40min:
SIZE- AND CONFORMATION-SELECTIVE SPECTROSCOPY OF HYDROGEN-BONDED CLUSTERS.

T. S. ZWIER, Department of Chemistry, Purdue University, West Lafayette, IN 47907-1393.

Gas phase clusters containing water are currently being used as an important testing ground for existing intermolecular potentials for water, both in the presence and absence of solutes. One of the particular experimental challenges to be overcome in such studies is the exponentiating number of conformational isomers which can be present in such H-bonded aggregates. When one or more molecules in the cluster can be resonantly ionized, a combination of resonant multiphoton ionization and hole-burning methods can often be used to sort out the ultraviolet spectrum of each size and conformation of cluster. The double-resonance method of resonant ion-dip infrared spectroscopy (RIDIRS) can then be used to record each cluster's hydride stretch infrared spectrum free from interference from others present in the expansion. The sensitivity of the hydride stretch region to the number, type, and strength of hydrogen bonds present make it a particularly powerful probe of the H-bonding topologies of the clusters. When benzene is used as aromatic chromophore, it serves as a surface-attached probe molecule for the (water)n cluster.

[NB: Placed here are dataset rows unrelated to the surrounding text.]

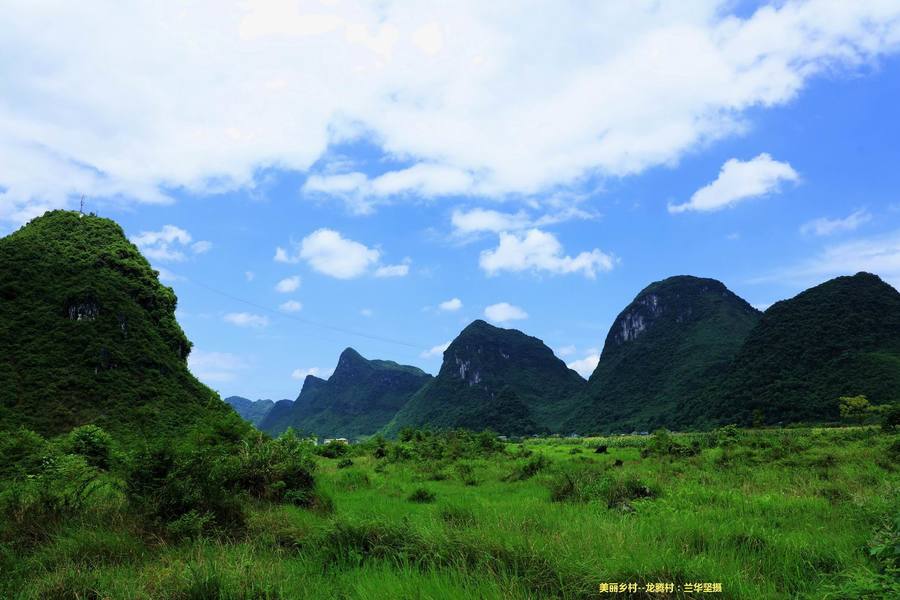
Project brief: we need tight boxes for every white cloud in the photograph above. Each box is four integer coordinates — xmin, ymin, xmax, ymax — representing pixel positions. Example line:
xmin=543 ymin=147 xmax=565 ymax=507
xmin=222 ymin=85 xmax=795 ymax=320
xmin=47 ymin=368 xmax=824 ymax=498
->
xmin=419 ymin=342 xmax=450 ymax=358
xmin=291 ymin=367 xmax=322 ymax=381
xmin=275 ymin=275 xmax=300 ymax=294
xmin=669 ymin=153 xmax=800 ymax=213
xmin=272 ymin=246 xmax=300 ymax=264
xmin=191 ymin=240 xmax=212 ymax=254
xmin=438 ymin=298 xmax=462 ymax=312
xmin=450 ymin=205 xmax=598 ymax=237
xmin=556 ymin=346 xmax=577 ymax=356
xmin=0 ymin=0 xmax=900 ymax=221
xmin=800 ymin=209 xmax=872 ymax=236
xmin=566 ymin=351 xmax=600 ymax=379
xmin=484 ymin=302 xmax=528 ymax=323
xmin=375 ymin=262 xmax=409 ymax=277
xmin=188 ymin=348 xmax=248 ymax=383
xmin=278 ymin=300 xmax=303 ymax=312
xmin=223 ymin=313 xmax=269 ymax=327
xmin=299 ymin=229 xmax=381 ymax=279
xmin=130 ymin=225 xmax=212 ymax=262
xmin=753 ymin=230 xmax=900 ymax=289
xmin=478 ymin=229 xmax=615 ymax=279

Other aromatics, such as indole, N-methyl-indole, tropolone, and pyridone, have H-bonding sites which can serve as attachment points for water molecules. Examples will be taken from each to demonstrate the rich diversity of structural types taken up by water clusters in these contexts, emphasizing the spectroscopic signatures which each structure produces. The crucial role played by DFT calculations in assigning spectra to unique H-bonding topologies will also be stressed.